Holden is a transgender Canadian open source developer advocate @ Google with a focus on Apache Spark, Airflow, and related "big data" tools. She is the co-author of Learning Spark, High Performance Spark, and another Spark book that's a bit more out of date. She is a committer and PMC on Apache Spark and committer on SystemML & Mahout projects. She was tricked into the world of big data while trying to improve search and recommendation systems and has long since forgotten her original goal.

Check out all of our other speakers.

AI and Authentic Comms

October 17, 4:30pm PT, C3PO Room

End to End ML with Kubeflow: Scaling with Big & Tiny Data (+ deep learning of course)

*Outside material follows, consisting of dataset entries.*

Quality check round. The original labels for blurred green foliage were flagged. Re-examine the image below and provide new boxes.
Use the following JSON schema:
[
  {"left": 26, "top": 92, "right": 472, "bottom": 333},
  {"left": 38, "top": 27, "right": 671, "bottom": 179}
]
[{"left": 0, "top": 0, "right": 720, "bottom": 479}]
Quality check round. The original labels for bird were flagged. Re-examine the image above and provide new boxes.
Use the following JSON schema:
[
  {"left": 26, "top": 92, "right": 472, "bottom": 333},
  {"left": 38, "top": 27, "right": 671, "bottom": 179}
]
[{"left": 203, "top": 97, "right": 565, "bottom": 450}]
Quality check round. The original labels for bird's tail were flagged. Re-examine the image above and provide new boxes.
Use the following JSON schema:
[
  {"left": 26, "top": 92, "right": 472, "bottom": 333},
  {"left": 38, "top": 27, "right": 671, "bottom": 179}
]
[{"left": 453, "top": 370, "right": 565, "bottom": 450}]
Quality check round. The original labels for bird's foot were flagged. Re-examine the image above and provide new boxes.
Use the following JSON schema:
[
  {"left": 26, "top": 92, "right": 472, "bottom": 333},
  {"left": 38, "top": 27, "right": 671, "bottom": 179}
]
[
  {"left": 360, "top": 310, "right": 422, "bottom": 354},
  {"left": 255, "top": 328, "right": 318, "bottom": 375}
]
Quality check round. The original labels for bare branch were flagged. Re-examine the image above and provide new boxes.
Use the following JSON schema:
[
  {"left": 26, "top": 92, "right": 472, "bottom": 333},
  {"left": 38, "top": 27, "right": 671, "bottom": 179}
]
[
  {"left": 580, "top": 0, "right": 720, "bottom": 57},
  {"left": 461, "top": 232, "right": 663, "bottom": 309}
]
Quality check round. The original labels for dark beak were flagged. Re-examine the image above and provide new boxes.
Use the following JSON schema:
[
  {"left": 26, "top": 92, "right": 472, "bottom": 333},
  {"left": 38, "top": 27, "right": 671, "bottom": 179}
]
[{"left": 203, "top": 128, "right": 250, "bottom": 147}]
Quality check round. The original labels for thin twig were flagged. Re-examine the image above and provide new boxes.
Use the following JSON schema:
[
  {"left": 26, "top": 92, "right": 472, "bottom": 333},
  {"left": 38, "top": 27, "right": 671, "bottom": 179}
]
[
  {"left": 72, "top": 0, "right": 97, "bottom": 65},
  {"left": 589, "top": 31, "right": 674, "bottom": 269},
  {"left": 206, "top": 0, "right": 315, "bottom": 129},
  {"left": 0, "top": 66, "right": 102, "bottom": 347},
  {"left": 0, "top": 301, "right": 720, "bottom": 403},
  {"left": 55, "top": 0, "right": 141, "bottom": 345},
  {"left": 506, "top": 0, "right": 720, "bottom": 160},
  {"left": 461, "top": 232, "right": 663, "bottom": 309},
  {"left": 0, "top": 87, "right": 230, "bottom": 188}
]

There are many great tools for training machine learning tools, ranging from sci-kit to Apache Spark, and tensorflow. However many of these systems largely leave open the question how to use our models outside of the batch world (like in a reactive application). Different options exist for persisting the results and using them for live training, and we will explore the trade-offs of the different formats and their corresponding serving/prediction layers. From there we choose two formats and illustrate how to build an auto-scaling reactive serving layer. We'll tie this all together with Kubeflow as well as showing how it can be used with non-Spark systems. Just building an end-to-end pipeline like this isn’t enough to be able to take your model to production, so we will wrap up with important pointers for things like updating models, validation, and other little details that often get overlooked since they don’t fit nicely on a slide with a cat picture (not that we won’t try). Time permitting we’ll talk about designing clients for graceful degradation when everything eventually catches on fire.